By Arnold Kling
John Taylor’s First Principles argues for (p.18):
- predictable policy framework
- rule of law
- strong incentives
- reliance on markets
- clearly limited role for government
On p. 25, he points out that a policy can follow one principle but violate others. An example he gives is
Prohibition was made a rule of law…but its restrictions on buying and selling alcohol, unpredictable enforcement, and intrusion of government proved to be a disaster
At this point, you might expect him to discuss the drug war, but instead he discreetly changes the subject.
One is tempted to view First Principles as an election-year book, designed to enhance (or at least not detract from) the author’s chances of landing a top position in a Republican Administration. For me, it succeeds on that level. I would feel comfortable if Taylor were, say, Treasury Secretary or Fed Chairman. On the other hand, the book is not designed to delve into difficult nuances or to persuade someone with a different point of view.
The model of U.S. economic performance embedded in the book can be summed up as:
1. Economists are trained in different schools, with some becoming rule-oriented and others taught to be interventionist.
2. During some eras, rule-oriented economists are given positions of power. In other eras, discretion-oriented economists are given positions of power. This is only somewhat correlated with electoral politics. Some Republican Administrations have been interventionist, and occasionally a Democratic Administration is rule-oriented.
3. When the rule-oriented economists hold sway, economic performance becomes good. When discretion-oriented economists hold sway, economic performance deteriorates.

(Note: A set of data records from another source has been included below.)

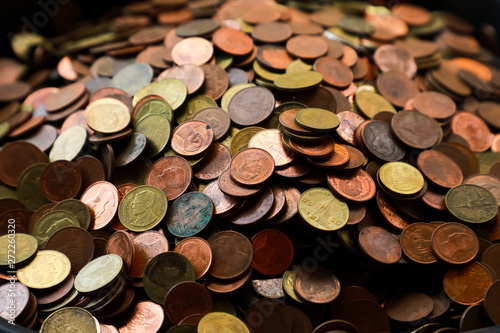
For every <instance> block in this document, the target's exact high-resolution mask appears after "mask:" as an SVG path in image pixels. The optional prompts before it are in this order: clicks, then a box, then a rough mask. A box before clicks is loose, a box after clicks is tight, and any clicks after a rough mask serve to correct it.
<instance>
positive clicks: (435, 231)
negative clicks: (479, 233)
mask: <svg viewBox="0 0 500 333" xmlns="http://www.w3.org/2000/svg"><path fill="white" fill-rule="evenodd" d="M431 244H432V250H433V251H434V253H435V254H436V256H438V257H439V258H440V259H441V260H443V261H446V262H447V263H450V264H455V265H461V264H466V263H468V262H470V261H471V260H473V259H474V258H475V257H476V255H477V252H478V251H479V242H478V239H477V236H476V234H475V233H474V231H472V230H471V229H470V228H469V227H467V226H465V225H463V224H461V223H455V222H450V223H446V224H443V225H442V226H440V227H438V228H437V229H436V230H435V231H434V233H433V234H432V242H431Z"/></svg>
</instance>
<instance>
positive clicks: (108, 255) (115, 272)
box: [75, 254, 123, 293]
mask: <svg viewBox="0 0 500 333" xmlns="http://www.w3.org/2000/svg"><path fill="white" fill-rule="evenodd" d="M122 267H123V260H122V258H121V257H120V256H119V255H116V254H106V255H103V256H100V257H98V258H96V259H94V260H92V261H91V262H89V263H88V264H87V265H85V266H84V267H83V268H82V270H81V271H80V272H78V275H77V276H76V278H75V289H76V290H78V291H79V292H81V293H90V292H93V291H96V290H99V289H101V288H102V287H105V286H107V285H108V284H109V283H110V282H111V281H113V280H114V279H115V278H116V277H117V276H118V274H120V272H121V270H122Z"/></svg>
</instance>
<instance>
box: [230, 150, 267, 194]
mask: <svg viewBox="0 0 500 333" xmlns="http://www.w3.org/2000/svg"><path fill="white" fill-rule="evenodd" d="M230 170H231V171H230V172H231V177H232V178H234V180H235V181H237V182H238V183H241V184H243V185H250V186H252V185H260V184H262V183H264V182H265V181H266V180H268V179H269V178H270V177H271V176H272V174H273V172H274V159H273V156H272V155H271V154H269V153H268V152H267V151H265V150H263V149H260V148H247V149H244V150H242V151H240V152H238V153H237V154H236V155H234V156H233V159H232V160H231V165H230Z"/></svg>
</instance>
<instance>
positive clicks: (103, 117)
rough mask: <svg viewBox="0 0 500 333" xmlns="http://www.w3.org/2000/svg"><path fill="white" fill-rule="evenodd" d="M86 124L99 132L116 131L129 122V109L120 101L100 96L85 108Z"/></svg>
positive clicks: (124, 125)
mask: <svg viewBox="0 0 500 333" xmlns="http://www.w3.org/2000/svg"><path fill="white" fill-rule="evenodd" d="M86 117H87V125H89V127H90V128H92V129H93V130H95V131H97V132H100V133H116V132H119V131H121V130H122V129H124V128H125V127H127V125H128V124H129V123H130V111H129V109H128V107H127V105H125V103H123V102H122V101H119V100H117V99H114V98H101V99H98V100H96V101H94V102H92V103H90V104H89V105H88V106H87V108H86Z"/></svg>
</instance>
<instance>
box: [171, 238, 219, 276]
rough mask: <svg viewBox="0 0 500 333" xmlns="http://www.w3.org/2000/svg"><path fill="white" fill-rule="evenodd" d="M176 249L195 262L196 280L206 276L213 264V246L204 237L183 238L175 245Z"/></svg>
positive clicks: (188, 258)
mask: <svg viewBox="0 0 500 333" xmlns="http://www.w3.org/2000/svg"><path fill="white" fill-rule="evenodd" d="M174 251H176V252H179V253H180V254H182V255H184V256H185V257H186V258H187V259H188V260H189V261H190V262H191V263H192V264H193V266H194V271H195V275H196V277H195V278H196V280H199V279H201V278H202V277H203V276H205V274H206V273H207V272H208V270H209V269H210V266H211V265H212V248H211V247H210V244H209V243H208V242H207V241H206V240H204V239H203V238H198V237H188V238H186V239H183V240H182V241H181V242H180V243H179V244H177V245H176V246H175V248H174Z"/></svg>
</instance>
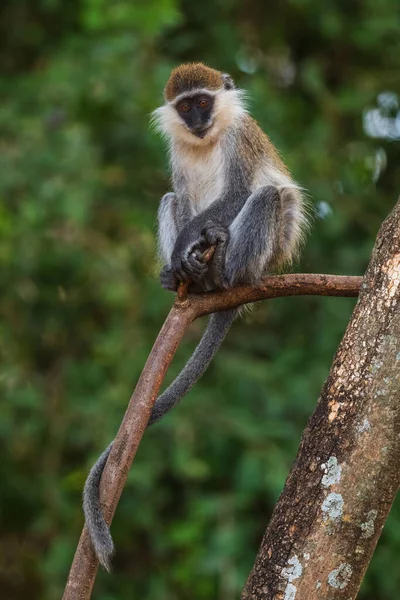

This model is fit to the last forty years of history in a somewhat post hoc way. For example, Alan Greenspan is sometimes a discretionist (when he supports a tax rebate in 1975 and when he loosens the money supply in 2003-2006) but otherwise is rule-oriented. (In my view, Greenspan by temperament was always a discretionist. He thought too highly of his own intellectual powers to be anything else.)
The amount of independent causal effect that this model attributes to economic advisers is the highest that I have ever seen suggested. I find more credible the remark I have seen attributed to Douglas Holtz-Eakin that economists are lucky to bat .100 in policy contests.
Again, I want to emphasize that I admire John Taylor’s more serious work. His paper with John Cogan is by far the best explanation for the failure of the 2009 stimulus program. Compared with the analysis in that paper, the media focus on the “Larry Summers memo” is sophomoric and delusional.
Overall, I can easily recommend John Taylor and his principles to the eventual Republican Presidential nominee. But coming up with a reason to recommend this book is harder.